Procuramos sempre colaborar criativamente com pessoas parecidas com a gente em algum lugar, às vezes esse lugar é um lugar de cor, às vezes é um lugar de origem (ex-crentes por aí afora), às vezes é um lugar de gênero e com a Xan foi o de afeto. Roteirista, compositora e cineasta, ela conseguiu materializar em roteiro o que procurávamos: um ambiente onírico mas muito alicerçado no nosso futuro imediato – que são os lugares de poder. A diretora Sabrina Duarte, ex-crente feito a gente, foi capaz de entender algumas esferas desse não pertencimento filosófico quando a gente abre mão de um lugar de religiosidade e deixa ali um vazio. A diretora de arte, Edi, sabe de cor e salteados os nossos temas mais profundos. A UMANA produtora, comandada pelo produtor executivo Toti, trouxe pra gente um lugar de confiança nos processos olho no olho diferente de tudo que a gente já tinha experimentado. Aí, com um time afinado desses, fica difícil perder a mão. “Sonho da Lay” engrossa o coro já entoado pela Tássia Reis em toda a sua obra, pela Beyoncé em Black is King, pela Octavia E. Buttler também em toda sua obra, e pela Misha Green, diretora do Lovecraft Country. Um dos primeiros videoclipes da Tuyo, “Conselho do Bom Senso”, gravado em 2017 e lançado um ano depois, já anunciava timidamente essa faceta. Agora, com mais recursos e experiência, esperamos nada menos que naves espaciais e viagens no tempo. A Lay pode ter os sonhos mais mirabolantes que damos conta de trazer o subconsciente dela pra superfície!

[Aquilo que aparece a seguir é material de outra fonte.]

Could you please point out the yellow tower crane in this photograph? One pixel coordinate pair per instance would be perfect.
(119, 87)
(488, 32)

“Pra Doer” (2017), “Pra Curar” (2018). O próximo disco vem para…? O que as pessoas que acompanham a Tuyo podem esperar?  

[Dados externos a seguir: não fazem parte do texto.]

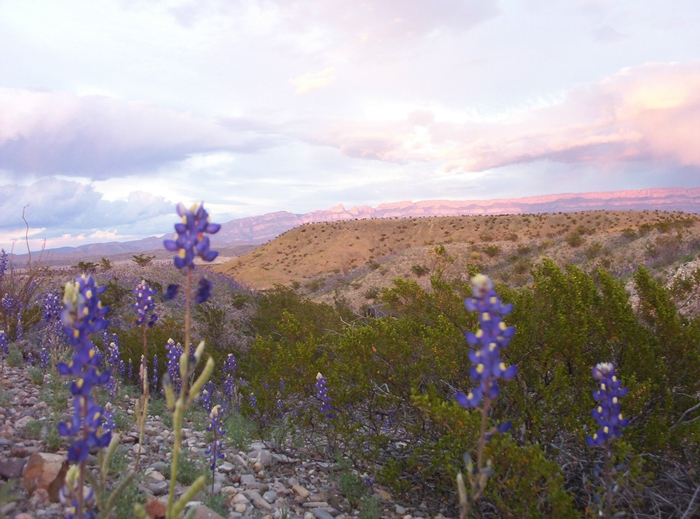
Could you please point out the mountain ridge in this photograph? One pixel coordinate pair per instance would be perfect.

Nosso segundo álbum de estúdio fala sobre vida adulta e  observar com equilíbrio os próprios desequilíbrios. Quando a gente tinha 13, 14 anos imaginava que se tornar adulto era automaticamente se tornar autônomo, constante, estável. aí agora aqui experimentando esse lugar, parece que algumas coisas não mudaram tanto assim. Enquanto, até então, entregamos pro nosso público o manual do sofrimento até o talo e da superação sincera, vem aí um retrato fiel da nossa própria realidade. É um disco tão particular ou talvez mais particular do que os trabalhos anteriores, ainda mais íntimo. Desabafos, dúvidas, instabilidades e inseguranças do nosso processo de virar adulto, aquela fase que vem depois de ser jovem, ou durante. Depois dessa jornada de relacionamento com quem escuta a Tuyo durante as turnês do “Pra doer” e do “Pra curar”, entendemos que o nosso público é um baita lugar seguro pra trocar sobre a vida. Então, estamos prontos para entregar as nossas.